Try telling that to the worshippers at the Lakemba or Bendigo mosques.  The rush to line up as victims might be hilarious if the context were not so ordinary.

Thirdly, I quite fail to see the historical or moral warrant for claiming that the ‘Christian tradition is the source of the modern world.’  It’s like saying that Australia is a Christian nation.  The endeavour to award primacy to one faith over others can only lead to pain and conflict.  And it hardly becomes a Church that claims to speak with and for humility.  This kind of bullshit might wash with people who follow footy, but it is hardly appropriate among those who worship God.

That brings me to two things on which I agree entirely with Mr Heydon.  First, I agree that it is ridiculous to claim that ancient Greece and Rome were civilised – at least as we now understand that term.  That proposition in my view follows from the fact that they had not been exposed to the views about the essential dignity of each human life as taught by Jewish rabbis and Christian priest and ministers, and by Kant and other members of the Enlightenment.  As a result, the ancients had views about equality that we think are as uncivilised as you can get.

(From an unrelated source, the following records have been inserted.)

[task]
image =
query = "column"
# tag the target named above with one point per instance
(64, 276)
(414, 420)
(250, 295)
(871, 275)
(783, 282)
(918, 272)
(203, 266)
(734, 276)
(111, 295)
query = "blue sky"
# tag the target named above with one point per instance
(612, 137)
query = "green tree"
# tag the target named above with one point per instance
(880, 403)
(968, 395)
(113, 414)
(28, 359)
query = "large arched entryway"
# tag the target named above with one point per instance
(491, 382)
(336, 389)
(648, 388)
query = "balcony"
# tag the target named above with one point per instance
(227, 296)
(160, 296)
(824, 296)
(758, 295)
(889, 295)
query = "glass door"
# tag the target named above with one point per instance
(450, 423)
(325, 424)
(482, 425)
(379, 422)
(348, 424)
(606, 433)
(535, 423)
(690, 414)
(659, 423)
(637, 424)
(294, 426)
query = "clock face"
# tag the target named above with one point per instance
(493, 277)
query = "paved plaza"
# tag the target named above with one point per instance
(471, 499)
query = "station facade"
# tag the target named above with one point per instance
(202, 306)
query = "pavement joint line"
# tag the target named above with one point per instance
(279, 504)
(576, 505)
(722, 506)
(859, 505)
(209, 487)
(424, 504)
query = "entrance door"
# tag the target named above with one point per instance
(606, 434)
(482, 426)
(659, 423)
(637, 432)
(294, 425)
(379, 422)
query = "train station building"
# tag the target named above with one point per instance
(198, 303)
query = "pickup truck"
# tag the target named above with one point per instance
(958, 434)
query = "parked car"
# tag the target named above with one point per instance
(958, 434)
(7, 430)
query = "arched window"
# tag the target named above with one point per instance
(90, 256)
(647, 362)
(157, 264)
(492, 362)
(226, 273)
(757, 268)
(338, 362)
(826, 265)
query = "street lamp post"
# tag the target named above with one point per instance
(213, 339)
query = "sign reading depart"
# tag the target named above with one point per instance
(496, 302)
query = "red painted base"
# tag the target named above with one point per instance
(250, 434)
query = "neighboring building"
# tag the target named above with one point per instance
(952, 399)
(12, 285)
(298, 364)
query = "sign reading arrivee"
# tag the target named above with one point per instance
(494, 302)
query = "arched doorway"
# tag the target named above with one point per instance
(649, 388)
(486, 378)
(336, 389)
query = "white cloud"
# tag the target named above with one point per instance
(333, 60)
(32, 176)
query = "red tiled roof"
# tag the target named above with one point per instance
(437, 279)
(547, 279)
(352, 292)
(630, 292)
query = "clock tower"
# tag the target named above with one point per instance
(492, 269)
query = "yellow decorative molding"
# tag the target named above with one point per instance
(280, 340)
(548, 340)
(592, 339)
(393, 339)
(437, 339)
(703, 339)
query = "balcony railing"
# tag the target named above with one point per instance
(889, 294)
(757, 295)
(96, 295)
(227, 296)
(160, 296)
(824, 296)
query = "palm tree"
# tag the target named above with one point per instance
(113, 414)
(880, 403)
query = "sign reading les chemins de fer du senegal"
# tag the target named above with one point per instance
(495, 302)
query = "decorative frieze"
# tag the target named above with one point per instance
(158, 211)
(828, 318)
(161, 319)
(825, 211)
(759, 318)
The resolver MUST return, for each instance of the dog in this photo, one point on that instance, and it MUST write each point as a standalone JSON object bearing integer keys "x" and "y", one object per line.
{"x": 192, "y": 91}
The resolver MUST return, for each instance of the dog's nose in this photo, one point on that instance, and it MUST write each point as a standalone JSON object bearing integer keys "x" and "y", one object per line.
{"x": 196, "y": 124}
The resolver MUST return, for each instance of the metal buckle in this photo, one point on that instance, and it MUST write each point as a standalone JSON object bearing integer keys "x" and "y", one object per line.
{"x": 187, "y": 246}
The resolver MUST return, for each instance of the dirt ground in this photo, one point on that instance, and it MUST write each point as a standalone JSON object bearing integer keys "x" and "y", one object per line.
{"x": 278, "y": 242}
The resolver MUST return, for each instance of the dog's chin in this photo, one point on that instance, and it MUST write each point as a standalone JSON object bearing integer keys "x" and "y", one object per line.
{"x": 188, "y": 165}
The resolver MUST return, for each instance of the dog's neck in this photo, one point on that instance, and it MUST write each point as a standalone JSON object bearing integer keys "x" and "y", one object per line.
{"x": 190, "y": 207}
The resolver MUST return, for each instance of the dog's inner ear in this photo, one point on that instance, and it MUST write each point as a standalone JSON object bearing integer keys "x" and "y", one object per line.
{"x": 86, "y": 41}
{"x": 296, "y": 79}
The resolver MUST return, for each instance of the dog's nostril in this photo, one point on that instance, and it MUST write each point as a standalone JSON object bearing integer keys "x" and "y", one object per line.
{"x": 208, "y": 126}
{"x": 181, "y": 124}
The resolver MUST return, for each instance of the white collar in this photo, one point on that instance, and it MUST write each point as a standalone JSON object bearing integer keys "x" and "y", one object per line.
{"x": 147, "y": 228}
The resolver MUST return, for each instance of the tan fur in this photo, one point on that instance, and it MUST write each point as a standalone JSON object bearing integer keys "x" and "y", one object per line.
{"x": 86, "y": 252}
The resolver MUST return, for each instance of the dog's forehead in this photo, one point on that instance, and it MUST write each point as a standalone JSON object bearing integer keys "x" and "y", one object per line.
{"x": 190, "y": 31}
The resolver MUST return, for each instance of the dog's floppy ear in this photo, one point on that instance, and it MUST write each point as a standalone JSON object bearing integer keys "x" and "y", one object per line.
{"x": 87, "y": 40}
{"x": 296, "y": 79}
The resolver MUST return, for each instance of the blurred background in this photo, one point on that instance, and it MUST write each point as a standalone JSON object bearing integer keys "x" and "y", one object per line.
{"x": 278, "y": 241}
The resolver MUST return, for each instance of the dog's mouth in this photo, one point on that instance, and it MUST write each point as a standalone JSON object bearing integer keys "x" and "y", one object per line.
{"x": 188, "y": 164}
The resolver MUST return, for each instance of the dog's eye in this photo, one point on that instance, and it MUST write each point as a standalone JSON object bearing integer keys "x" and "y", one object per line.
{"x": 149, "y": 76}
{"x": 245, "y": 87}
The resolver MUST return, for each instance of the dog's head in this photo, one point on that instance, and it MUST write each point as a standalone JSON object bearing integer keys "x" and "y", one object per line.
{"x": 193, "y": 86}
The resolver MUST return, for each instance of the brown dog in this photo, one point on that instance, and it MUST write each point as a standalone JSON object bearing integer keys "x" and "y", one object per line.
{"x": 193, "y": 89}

Secondly, I also agree that Christ had ‘a different vision.’

He showed a concern for the ill, the socially marginal, the outsider, the destitute.  He opposed self-righteousness and hypocrisy.  He had no concern to associate with wealth, power or celebrity.  His associates were humbler.  Many of them were women.  He saw little children are heirs to the kingdom of heaven…But above all Christ taught that all human beings were humble before God, and all could enter the kingdom of God.

To that fair picture, Mr Heydon may have added that the man they called Christ signed his death warrant by taking to the money dealers in the Temple with a whip, and that while that warrant was being executed, Christ said that his kingdom was not of this world.

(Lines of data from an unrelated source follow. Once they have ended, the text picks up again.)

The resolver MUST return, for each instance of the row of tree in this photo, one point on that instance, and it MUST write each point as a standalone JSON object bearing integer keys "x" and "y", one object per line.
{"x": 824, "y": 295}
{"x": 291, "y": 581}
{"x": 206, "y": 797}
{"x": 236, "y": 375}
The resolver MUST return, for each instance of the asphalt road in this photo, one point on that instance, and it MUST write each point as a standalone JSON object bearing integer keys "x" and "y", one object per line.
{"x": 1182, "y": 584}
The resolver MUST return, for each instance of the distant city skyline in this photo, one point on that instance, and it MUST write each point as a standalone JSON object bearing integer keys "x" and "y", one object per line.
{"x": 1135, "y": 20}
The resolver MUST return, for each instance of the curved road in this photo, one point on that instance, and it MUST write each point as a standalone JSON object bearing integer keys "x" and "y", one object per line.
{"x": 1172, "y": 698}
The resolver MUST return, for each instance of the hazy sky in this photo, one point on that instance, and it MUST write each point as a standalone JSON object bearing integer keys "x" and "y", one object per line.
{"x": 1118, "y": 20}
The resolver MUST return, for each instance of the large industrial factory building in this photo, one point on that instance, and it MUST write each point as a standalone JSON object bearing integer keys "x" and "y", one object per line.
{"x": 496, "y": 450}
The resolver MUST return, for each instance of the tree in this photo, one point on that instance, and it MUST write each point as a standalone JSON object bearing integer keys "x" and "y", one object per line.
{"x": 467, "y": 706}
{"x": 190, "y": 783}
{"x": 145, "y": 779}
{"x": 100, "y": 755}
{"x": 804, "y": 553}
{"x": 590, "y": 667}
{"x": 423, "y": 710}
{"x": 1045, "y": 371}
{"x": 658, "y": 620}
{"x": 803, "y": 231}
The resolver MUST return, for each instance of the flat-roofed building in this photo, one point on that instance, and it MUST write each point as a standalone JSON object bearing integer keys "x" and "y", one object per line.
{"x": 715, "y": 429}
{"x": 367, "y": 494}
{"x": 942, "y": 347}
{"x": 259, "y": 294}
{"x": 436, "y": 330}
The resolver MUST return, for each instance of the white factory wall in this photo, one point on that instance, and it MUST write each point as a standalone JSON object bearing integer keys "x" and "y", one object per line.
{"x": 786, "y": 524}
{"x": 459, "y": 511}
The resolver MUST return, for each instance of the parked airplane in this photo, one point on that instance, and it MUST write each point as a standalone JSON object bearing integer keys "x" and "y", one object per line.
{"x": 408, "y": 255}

This certainly was a new vision.  But for many Australians, that portrait of Christ presents problems.  It is inconceivable that Christ would have stayed overnight at the Melbourne Club; prelates of both major denominations do just that.  (They do this is part of a deliberate policy to avoid mixing with the kind of people that Jesus of Nazareth mixed with.)  It is equally inconceivable that Christ would have stayed silent during Australia’s treatment of refugees, not least the children among them; prelates of both major denominations have done just that.  Finally, and in the present political context, it is inconceivable to many Australians, including very many in communion with one or other of the churches of Christ in Australia today, that the Christ so described would choose to deny equality in marriage to homosexuals, ‘the socially marginal, the outsider.’  Or at the very least, had Christ been so minded, he would have been appalled at the spellbinding dishonesty perpetrated by the Australian Christian Lobby in engaging in this squalid and unnecessary political shit fight.

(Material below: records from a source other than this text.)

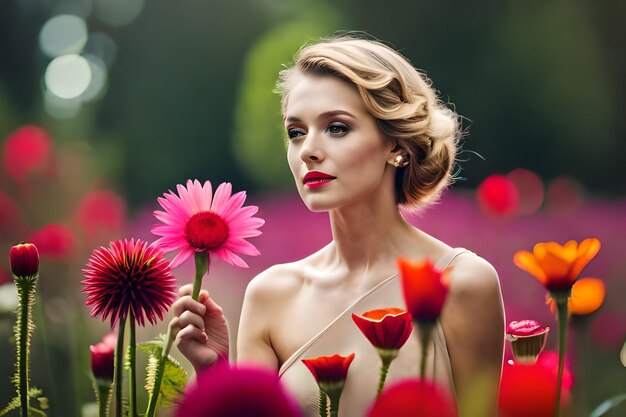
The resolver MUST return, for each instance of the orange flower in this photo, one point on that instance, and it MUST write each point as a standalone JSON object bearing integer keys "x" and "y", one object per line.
{"x": 557, "y": 266}
{"x": 587, "y": 296}
{"x": 385, "y": 328}
{"x": 425, "y": 289}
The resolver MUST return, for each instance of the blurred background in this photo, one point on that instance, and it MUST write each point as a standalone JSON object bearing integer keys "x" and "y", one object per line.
{"x": 107, "y": 104}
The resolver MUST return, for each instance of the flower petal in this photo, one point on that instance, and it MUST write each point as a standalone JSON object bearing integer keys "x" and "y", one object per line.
{"x": 587, "y": 296}
{"x": 527, "y": 262}
{"x": 587, "y": 250}
{"x": 222, "y": 194}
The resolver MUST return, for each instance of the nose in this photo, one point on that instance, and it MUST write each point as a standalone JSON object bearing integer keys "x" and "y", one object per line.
{"x": 311, "y": 150}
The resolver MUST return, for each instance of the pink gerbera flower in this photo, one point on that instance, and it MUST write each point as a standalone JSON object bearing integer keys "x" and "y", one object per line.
{"x": 195, "y": 220}
{"x": 129, "y": 276}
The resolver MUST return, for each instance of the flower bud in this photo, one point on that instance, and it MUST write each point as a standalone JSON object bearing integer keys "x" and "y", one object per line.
{"x": 527, "y": 340}
{"x": 24, "y": 260}
{"x": 102, "y": 361}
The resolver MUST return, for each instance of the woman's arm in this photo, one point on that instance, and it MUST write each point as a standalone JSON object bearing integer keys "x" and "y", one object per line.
{"x": 258, "y": 310}
{"x": 200, "y": 328}
{"x": 473, "y": 323}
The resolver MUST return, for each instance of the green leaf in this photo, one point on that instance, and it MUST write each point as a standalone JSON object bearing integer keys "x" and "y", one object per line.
{"x": 12, "y": 405}
{"x": 607, "y": 405}
{"x": 174, "y": 376}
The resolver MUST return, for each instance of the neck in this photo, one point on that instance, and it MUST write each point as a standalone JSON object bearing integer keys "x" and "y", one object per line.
{"x": 370, "y": 236}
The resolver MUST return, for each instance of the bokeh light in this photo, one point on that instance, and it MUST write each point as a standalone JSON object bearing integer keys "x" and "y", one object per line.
{"x": 103, "y": 46}
{"x": 26, "y": 151}
{"x": 68, "y": 76}
{"x": 498, "y": 195}
{"x": 63, "y": 34}
{"x": 99, "y": 76}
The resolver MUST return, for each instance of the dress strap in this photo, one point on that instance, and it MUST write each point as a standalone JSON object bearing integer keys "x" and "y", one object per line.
{"x": 450, "y": 256}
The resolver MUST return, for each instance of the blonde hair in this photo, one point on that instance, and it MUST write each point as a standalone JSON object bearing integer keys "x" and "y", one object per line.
{"x": 402, "y": 101}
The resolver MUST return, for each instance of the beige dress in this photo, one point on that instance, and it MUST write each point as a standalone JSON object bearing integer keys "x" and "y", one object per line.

As I see it, the most worrying symptom of the decline in public life here and elsewhere is the lack of moderation, the lack of tolerance, if not respect, for the views of others.  This lecture is brutally one-sided, nos contra mundum, ‘you’re either for us or against us, and if the latter, you’re a goner.’  It is as bloody and over the top as a charge at the Somme, and the resulting phantoms are just as ghoulish.  That’s what Mr Heydon charges others with, and, as it looks to me, that is just what he is doing in to the rest of in this lecture.

May I offer some advice to people with God who share the apprehensions of Mr Heydon?  If you don’t like the bloody heat, don’t go near the bloody kitchen.  And the next time you want us to suffer the insult of a bootless $100 million plebiscite to save your dogma from your own blushes, can you in the name of God please try to avoid saying that if your side gets up to forty per cent of the vote, you will put that down as a win?  Because people who behave as badly as that deserve to get a bucket of the best or worst refuse right down their bloody front and any other part of their person that they are silly enough to show before the people of Australia.